Copied text looks surprisingly good, thanks to HP's text-enhancement technology, which looks for text and treats it differently from other elements on the page. Although copied text isn't as sharp as printed text, it's dense and quite legible.
Patience Required
You'll like the convenience and cost savings you get with the CopyJet M's copying capability, but the device is no speed demon. To make ten copies of a single letter-sized page of 12-point text, the CopyJet M took more than 3 minutes. At the highest-quality setting, it took nearly twice as long for the same job and the resulting text looked darker but not better. To make ten copies of a color document, the CopyJet M took 11 minutes in Normal mode.
The Bottom Line
Innovative and affordable, the HP CopyJet M color copier/printer kills two birds with one stone. It offers such a well-conceived and seamless integration of HP's scanner and inkjet-printer technology that the Hewlett-Packard folks must be wondering why they didn't think of it before. Because of the speed and quality limitations of inkjet technology, however, the best approach is to regard the CopyJet M as a secondary output device for office environments rather than as a one-stop solution for all of a workgroup's color-printing and -copying requirements.
HP CopyJet M
Rating: Very Good (4 of 5 mice)
Price: $3,649 (list).
Pros: Affordable printing and copying on plain paper. Well-designed integration of printer and scanner. Good text quality for copied documents.

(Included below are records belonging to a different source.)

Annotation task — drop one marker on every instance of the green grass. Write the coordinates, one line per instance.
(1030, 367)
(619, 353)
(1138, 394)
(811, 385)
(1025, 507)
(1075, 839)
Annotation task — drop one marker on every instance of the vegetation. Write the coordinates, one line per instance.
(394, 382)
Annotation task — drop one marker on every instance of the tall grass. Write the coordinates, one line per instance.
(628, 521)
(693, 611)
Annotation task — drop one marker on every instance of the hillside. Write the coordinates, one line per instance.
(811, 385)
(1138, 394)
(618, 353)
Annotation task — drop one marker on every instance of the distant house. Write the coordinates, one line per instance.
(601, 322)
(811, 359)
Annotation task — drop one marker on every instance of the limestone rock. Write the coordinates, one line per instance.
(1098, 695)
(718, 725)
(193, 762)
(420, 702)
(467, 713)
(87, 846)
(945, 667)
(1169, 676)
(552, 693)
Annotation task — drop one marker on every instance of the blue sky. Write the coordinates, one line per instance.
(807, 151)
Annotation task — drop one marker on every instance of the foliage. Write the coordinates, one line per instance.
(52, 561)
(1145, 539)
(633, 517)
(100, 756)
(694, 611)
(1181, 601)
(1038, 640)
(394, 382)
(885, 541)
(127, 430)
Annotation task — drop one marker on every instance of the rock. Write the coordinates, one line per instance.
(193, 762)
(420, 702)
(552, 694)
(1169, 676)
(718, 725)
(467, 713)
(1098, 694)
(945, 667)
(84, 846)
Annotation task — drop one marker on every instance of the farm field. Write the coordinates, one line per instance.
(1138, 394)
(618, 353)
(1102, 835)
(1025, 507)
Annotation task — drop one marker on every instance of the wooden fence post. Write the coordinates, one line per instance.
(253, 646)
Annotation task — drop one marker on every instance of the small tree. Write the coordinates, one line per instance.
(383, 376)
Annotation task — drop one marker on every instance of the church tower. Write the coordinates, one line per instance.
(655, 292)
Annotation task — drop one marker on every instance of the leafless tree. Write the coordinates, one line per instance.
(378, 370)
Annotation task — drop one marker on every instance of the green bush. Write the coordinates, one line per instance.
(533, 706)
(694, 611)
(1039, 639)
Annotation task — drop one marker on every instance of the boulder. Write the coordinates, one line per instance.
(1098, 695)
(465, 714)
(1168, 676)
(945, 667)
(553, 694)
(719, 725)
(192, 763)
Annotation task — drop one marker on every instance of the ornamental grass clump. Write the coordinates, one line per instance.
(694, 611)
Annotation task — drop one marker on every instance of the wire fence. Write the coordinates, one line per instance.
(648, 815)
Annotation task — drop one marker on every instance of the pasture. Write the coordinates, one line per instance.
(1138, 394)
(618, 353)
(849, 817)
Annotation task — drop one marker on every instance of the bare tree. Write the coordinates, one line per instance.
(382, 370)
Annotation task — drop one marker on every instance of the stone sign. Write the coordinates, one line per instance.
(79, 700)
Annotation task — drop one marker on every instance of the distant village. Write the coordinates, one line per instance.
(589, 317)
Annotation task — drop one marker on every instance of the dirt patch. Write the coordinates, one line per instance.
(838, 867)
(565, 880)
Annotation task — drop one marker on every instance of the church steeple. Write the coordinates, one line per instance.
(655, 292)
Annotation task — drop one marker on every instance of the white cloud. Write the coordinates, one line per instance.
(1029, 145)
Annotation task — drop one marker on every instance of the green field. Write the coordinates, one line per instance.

Cons: ColorSmart requires QuickDraw GX. No SCSI port. Poor duplication of blue in copied documents. No support for envelopes and labels.
Company: Hewlett-Packard, Santa Clara, CA; 800-752-0900.
Reader Service: Circle #401.
DO YOU COPY? The HP CopyJet M's sleek control panel makes copying documents a breeze. If you're not happy with the results you get with the built-in quality settings (to the right of the LCD), you can fine-tune the ink intensities and the vividness of the color as well as adjust the amount of red, green, and blue. Copied documents on plain paper cost only about 7 cents each.